Com o Programa Dupla Escola, a SEEDUC/RJ passou a promover a educação integral articulada à profissional, tendo como fundamento a legislação que orienta a oferta do ensino médio integrado à formação profissional. A criação do Programa Dupla Escola, embasada na Lei Estadual n. 5068/2007, instituiu o Programa Estadual de Parcerias Público-Privadas (PROPAR). Este programa contou com a participação de empresas que além do desenho de currículos, contrataram instrutores para ministrar as disciplinas profissionalizantes nas escolas estaduais.
Já em 2013, firmou-se a mencionada parceria entre a SEEDUC/RJ e o IAS para a elaboração da política denominada Solução Educacional para o Ensino Médio13 (SEEM), com o objetivo de ampliar a oferta de ensino médio integral na rede, utilizando essa estratégia para superar o fracasso escolar.
Desde 1994, ano de sua fundação, o IAS atua firmemente no campo educacional em diversos sistemas de ensino com a missão de desenvolver:
soluções educacionais, pesquisas e conhecimentos em pedagogia, gestão educacional, avaliação e articulação para que sejam replicáveis em escala. Nossas soluções são levadas às escolas em parceria com as Secretarias de Educação para fortalecer o protagonismo dos educadores e dos alunos no Ensino Fundamental e no Ensino Médio (INSTITUTO AYRTON SENNA, 2019).
O objetivo do instituto é atuar a partir da proposição de soluções para os problemas que as redes públicas enfrentam. O IAS integra uma rede de parcerias que incluem a Organização das Nações Unidas para a Educação, a Ciência e a Cultura (UNESCO) e a Organização para a Cooperação e Desenvolvimento Econômico (OCDE) e conta com apoio de instituições do mercado que contribuem para realizações de ações no campo educativo. O instituto destaca-se como uma organização social que tem como escopo produzir conhecimento e projetos em consonância com os princípios estabelecidos para suas ações, que segundo discurso de divulgação em seu portal eletrônico14, confere centralidade à concepção de educação integral compreendida como estratégia para desenvolver o ser humano em sua plenitude, por meio do trabalho com competências cognitivas e socioemocionais.

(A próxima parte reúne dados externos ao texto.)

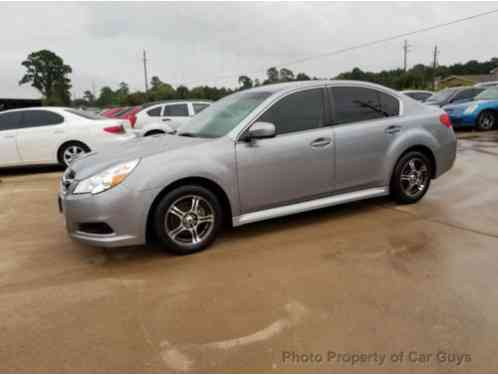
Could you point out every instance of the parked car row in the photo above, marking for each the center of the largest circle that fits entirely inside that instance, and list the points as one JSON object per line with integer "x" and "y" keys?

A “Solução Educacional para o Ensino Médio” (SEEM), de acordo com os documentos oficiais, foi elaborada agregando “conhecimentos do Instituto Ayrton Senna para a educação do século 21, avanços gerados pela SEEDUC-RJ e concepções inovadoras e marcos legais da educação” (INSTITUTO AYRTON SENNA, 2014, p. 13). Os documentos do instituto citam como referência para a definição do conceito de educação integral da proposta o Relatório da UNESCO (DELORS, 1998) que delimita eixos para educação do século XXI: ser, conhecer, conviver e produzir no mundo.
A política educacional propõe ações que contemplam vários eixos, entre eles a produção da proposta pedagógica; elaboração de guias didáticos e orientações para planos de aula; formação de equipes; ações de implementação e o acompanhamento e avaliação de resultados (INSTITUTO AYRTON SENNA, 2015). O interesse pela dimensão curricular nesse estudo se justifica por sua importância para ações que objetivam reformar a educação básica via etapa do ensino médio. Lopes (2004, p. 111) nos lembra que:
toda política curricular é uma política cultural, pois o currículo é fruto de uma seleção da cultura e é um campo conflituoso de produção de cultura, de embate entre sujeitos, concepções de conhecimento, formas de entender e construir o mundo.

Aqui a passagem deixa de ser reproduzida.